While there is currently no cure for Lyme disease, it can be treated with antibiotics.

Lyme disease is a condition caused by the bacteria Borrelia burgdorferi, which is carried by ticks. Symptoms include fever, headache, fatigue, and a skin rash that appears at the site of the tick bite.

The spiritual meaning of Lyme disease relates to the idea that it can be used as a catalyst for change. When you first get bitten by a tick, you might feel a little bit of pain and discomfort—but then it goes away. It’s just one more thing to add to your list of things to worry about. But then you start feeling sicker and sicker—and suddenly, it’s clear how much worse things could have been if you hadn’t gotten treated early on.

That’s when it hits you: Your life could be so much better than it currently is if only you’d make some changes!

Lyme disease shows us that there are always opportunities for growth around us—even if we don’t see them at first glance.

Understanding Lyme Disease

Lyme disease is a bacterial infection that results when a tick infected with Borrelia burgdorferi—or a related species—bites a person and remains attached long enough to transmit the bacteria. If not treated with an antibiotic, symptoms increase in severity, eventually affecting the nervous system and the heart.

Even though Lyme disease is the most common tick-borne infectious disease in the US, we have a long way to go to figure out how to prevent it and how to deal with its long-term consequences. We don’t know why a chronic condition persists in some people despite treatment. Patient activists have contributed greatly to the current understanding of Lyme disease: They have lobbied, protested, written, and funded research, pushing the medical establishment to recognize the full extent of post-treatment Lyme disease syndrome (PTLDS). They’ve also pushed insurance companies to pay for extended treatments and have supported research on better diagnostic tests and treatments.

Primary Symptoms of Lyme Disease

Stage 1: In early or stage 1 Lyme disease, there may or may not be a rash at the site of the tick bite. The rash may or may not be a bull’s-eye shape. Additional symptoms that may occur in the first thirty days after a bite include fever, headache, fatigue, muscle and joint aches, and other flulike symptoms. (If you have diarrhea or upper respiratory symptoms, such as a stuffy nose, this points toward an infection other than Lyme.)

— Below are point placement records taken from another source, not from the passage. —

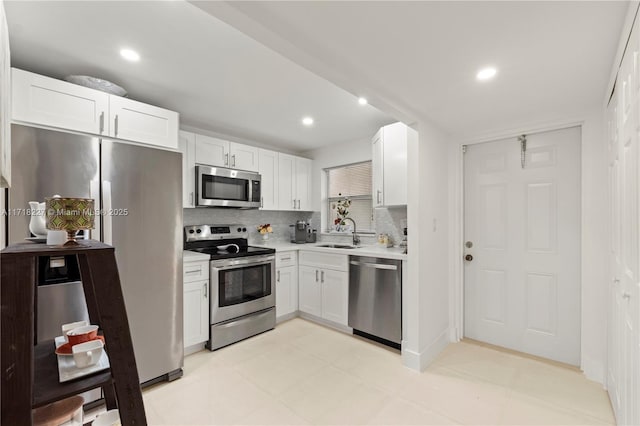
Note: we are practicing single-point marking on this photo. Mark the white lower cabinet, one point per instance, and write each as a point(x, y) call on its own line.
point(310, 291)
point(196, 312)
point(286, 283)
point(196, 302)
point(335, 295)
point(286, 291)
point(324, 286)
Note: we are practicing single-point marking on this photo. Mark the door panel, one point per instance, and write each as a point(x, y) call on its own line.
point(523, 282)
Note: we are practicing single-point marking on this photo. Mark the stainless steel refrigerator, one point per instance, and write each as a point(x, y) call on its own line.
point(140, 192)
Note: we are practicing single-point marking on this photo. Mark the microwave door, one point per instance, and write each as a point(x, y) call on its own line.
point(221, 187)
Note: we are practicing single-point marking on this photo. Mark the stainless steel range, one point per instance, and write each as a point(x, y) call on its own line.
point(241, 282)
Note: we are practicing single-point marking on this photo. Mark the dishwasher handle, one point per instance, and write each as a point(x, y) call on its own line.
point(374, 265)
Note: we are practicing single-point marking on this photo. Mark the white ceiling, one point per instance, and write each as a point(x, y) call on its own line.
point(418, 60)
point(216, 77)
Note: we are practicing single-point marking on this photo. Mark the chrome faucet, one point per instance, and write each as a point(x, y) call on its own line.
point(356, 238)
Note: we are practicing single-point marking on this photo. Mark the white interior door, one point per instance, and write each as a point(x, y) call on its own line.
point(624, 296)
point(522, 287)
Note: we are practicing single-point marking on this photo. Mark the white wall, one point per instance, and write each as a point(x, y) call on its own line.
point(595, 248)
point(426, 293)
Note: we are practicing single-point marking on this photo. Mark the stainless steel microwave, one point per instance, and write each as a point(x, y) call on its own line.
point(222, 187)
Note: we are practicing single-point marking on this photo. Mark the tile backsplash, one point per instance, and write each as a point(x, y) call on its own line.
point(388, 221)
point(279, 220)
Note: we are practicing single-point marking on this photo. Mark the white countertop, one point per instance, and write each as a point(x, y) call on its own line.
point(371, 250)
point(194, 256)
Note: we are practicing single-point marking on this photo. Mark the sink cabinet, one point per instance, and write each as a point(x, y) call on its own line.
point(324, 286)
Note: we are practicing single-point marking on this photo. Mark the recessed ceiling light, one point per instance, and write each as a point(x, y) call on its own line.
point(486, 73)
point(130, 55)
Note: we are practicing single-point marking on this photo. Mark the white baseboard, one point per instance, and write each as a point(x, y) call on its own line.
point(193, 348)
point(593, 370)
point(420, 361)
point(286, 317)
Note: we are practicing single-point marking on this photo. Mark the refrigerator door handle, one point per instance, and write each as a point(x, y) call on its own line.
point(94, 188)
point(106, 213)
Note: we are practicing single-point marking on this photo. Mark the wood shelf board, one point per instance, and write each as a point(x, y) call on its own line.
point(41, 249)
point(47, 387)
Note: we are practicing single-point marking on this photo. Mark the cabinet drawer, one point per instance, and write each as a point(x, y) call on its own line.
point(286, 258)
point(195, 271)
point(335, 261)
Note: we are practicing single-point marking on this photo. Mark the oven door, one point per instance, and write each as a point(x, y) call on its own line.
point(241, 286)
point(222, 187)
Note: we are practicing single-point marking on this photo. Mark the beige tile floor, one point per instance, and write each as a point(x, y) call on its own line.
point(302, 373)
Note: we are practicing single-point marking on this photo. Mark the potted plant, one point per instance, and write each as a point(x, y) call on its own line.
point(342, 212)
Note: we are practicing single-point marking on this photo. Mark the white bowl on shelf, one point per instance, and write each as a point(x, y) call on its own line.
point(96, 83)
point(110, 418)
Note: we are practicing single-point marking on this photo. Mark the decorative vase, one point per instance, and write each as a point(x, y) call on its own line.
point(37, 223)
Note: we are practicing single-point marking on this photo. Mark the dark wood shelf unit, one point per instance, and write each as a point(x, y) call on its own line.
point(28, 372)
point(46, 384)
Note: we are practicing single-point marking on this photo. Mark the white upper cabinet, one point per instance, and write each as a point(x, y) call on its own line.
point(221, 153)
point(268, 169)
point(377, 163)
point(243, 157)
point(212, 151)
point(135, 121)
point(389, 164)
point(303, 183)
point(294, 186)
point(55, 103)
point(286, 180)
point(187, 146)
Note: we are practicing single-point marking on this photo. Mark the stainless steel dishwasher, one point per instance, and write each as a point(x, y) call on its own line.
point(375, 299)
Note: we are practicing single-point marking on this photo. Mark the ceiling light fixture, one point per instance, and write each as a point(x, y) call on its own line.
point(486, 73)
point(130, 55)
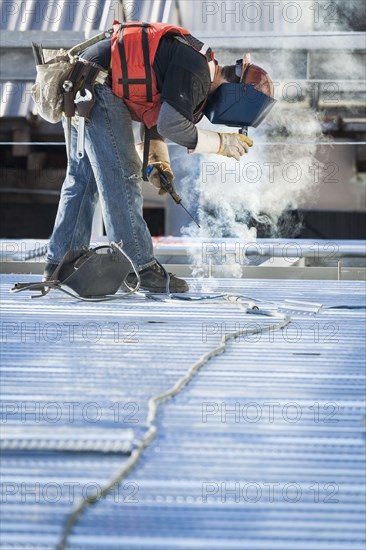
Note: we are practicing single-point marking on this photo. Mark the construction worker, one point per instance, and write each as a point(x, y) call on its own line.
point(162, 77)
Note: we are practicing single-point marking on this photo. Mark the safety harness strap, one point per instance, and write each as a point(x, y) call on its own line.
point(125, 81)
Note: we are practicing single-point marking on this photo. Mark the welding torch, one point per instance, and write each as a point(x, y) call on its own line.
point(169, 187)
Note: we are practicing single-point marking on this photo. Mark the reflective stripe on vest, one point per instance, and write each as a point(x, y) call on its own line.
point(134, 47)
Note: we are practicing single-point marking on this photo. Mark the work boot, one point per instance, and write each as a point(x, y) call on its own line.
point(153, 279)
point(48, 271)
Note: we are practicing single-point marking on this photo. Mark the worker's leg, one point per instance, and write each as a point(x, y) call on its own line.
point(110, 146)
point(79, 196)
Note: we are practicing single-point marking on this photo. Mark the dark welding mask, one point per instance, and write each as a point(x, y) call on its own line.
point(244, 103)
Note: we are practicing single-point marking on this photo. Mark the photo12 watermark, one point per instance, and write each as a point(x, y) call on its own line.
point(68, 412)
point(67, 492)
point(269, 492)
point(269, 412)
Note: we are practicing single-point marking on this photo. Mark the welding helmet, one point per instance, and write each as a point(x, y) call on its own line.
point(243, 103)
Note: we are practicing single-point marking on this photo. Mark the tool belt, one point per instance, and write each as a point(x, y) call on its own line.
point(90, 275)
point(57, 67)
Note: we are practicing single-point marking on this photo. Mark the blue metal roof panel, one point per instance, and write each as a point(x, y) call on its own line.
point(223, 471)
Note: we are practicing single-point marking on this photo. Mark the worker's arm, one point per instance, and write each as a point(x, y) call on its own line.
point(177, 128)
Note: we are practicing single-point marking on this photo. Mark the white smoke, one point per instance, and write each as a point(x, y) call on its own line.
point(237, 196)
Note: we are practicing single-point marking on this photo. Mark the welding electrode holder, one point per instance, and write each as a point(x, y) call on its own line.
point(170, 188)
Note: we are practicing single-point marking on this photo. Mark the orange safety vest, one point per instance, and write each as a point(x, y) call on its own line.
point(134, 46)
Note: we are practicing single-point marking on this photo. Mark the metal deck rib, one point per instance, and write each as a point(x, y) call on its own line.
point(314, 465)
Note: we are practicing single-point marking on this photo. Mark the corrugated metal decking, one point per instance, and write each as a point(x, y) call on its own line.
point(264, 449)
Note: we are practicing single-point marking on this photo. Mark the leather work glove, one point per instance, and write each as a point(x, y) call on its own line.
point(234, 145)
point(226, 144)
point(158, 164)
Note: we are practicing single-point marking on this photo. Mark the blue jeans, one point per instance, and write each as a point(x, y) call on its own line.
point(110, 170)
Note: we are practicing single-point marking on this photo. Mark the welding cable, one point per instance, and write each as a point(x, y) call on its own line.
point(153, 406)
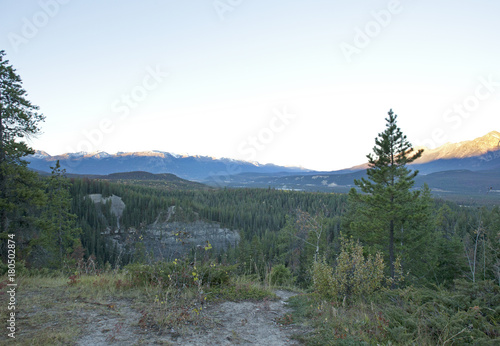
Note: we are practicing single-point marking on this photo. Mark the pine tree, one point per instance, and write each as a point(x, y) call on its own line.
point(386, 202)
point(59, 230)
point(19, 119)
point(21, 190)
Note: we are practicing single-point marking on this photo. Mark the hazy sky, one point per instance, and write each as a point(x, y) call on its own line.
point(303, 83)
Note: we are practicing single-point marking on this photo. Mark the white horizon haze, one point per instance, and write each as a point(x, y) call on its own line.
point(302, 83)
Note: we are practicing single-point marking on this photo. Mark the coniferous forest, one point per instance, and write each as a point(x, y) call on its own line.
point(384, 264)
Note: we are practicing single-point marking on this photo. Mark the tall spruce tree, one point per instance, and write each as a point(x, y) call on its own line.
point(19, 119)
point(387, 200)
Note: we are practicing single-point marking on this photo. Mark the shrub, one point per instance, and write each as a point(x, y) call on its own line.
point(354, 276)
point(280, 275)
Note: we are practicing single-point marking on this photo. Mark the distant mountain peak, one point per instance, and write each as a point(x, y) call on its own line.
point(464, 149)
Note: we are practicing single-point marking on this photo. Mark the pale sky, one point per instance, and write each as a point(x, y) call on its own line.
point(299, 83)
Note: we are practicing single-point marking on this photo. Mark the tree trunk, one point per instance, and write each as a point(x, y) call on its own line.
point(3, 185)
point(391, 248)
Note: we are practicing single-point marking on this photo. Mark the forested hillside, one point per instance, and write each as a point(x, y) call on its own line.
point(384, 264)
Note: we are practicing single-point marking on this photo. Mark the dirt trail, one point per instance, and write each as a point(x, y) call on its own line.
point(246, 323)
point(243, 323)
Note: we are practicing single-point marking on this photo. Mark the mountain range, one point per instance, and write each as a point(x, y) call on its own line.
point(465, 168)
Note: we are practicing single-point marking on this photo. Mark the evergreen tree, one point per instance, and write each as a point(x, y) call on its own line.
point(386, 202)
point(20, 189)
point(59, 230)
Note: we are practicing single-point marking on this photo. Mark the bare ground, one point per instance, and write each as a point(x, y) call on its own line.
point(51, 317)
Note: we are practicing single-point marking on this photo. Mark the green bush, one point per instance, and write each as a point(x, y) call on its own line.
point(355, 276)
point(179, 274)
point(280, 275)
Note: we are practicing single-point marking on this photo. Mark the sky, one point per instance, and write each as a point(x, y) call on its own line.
point(296, 83)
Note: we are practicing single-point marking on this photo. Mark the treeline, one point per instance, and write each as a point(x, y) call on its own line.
point(284, 227)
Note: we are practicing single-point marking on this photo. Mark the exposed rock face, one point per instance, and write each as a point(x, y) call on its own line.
point(167, 239)
point(172, 239)
point(117, 205)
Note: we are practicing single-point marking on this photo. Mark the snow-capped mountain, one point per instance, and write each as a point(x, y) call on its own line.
point(191, 167)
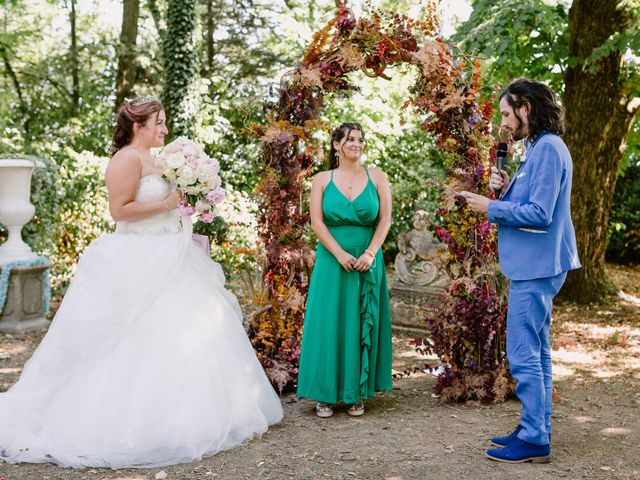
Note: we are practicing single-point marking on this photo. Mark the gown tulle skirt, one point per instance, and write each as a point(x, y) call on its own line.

Stage 2: Days to months after a tick bite, if the infection isn’t treated, it can spread through the body, causing skin rashes in multiple places and symptoms including muscle and joint pain, mood and sleep changes, memory problems, and heart palpitations. This stage is called early disseminated or stage 2 Lyme disease. At this stage, the bacteria can go to and damage many places in the body. Headache, a stiff neck, nausea, vomiting, light sensitivity, or fever could indicate meningitis, which is an inflammation of the membranes covering the brain. Inflammation of nerves can cause weakness and drooping on one or both sides of the face, numbness, tingling, and sharp, burning pains. Lyme can affect the heart in a serious way, causing shortness of breath, palpitations, and chest pain.

Stage 3: Your immune system may be able to fight off Lyme disease completely even without antibiotics. Alternatively, Lyme may hide from the immune system, and months later, it can return and progress further into stage 3, late Lyme disease. There may be severe swelling and pain in large joints that can come and go or be constant. Nerves and the brain can be affected as in earlier stages. Symptoms may include irritability, depression, poor memory, slowness of thinking, and difficulty retrieving words. With symptoms of Lyme being so diverse and poorly understood, many people rightly wonder if their particular spectrum of medical issues is due to undiagnosed or incompletely treated Lyme (Centers for Disease Control and Prevention [CDC], 2019f).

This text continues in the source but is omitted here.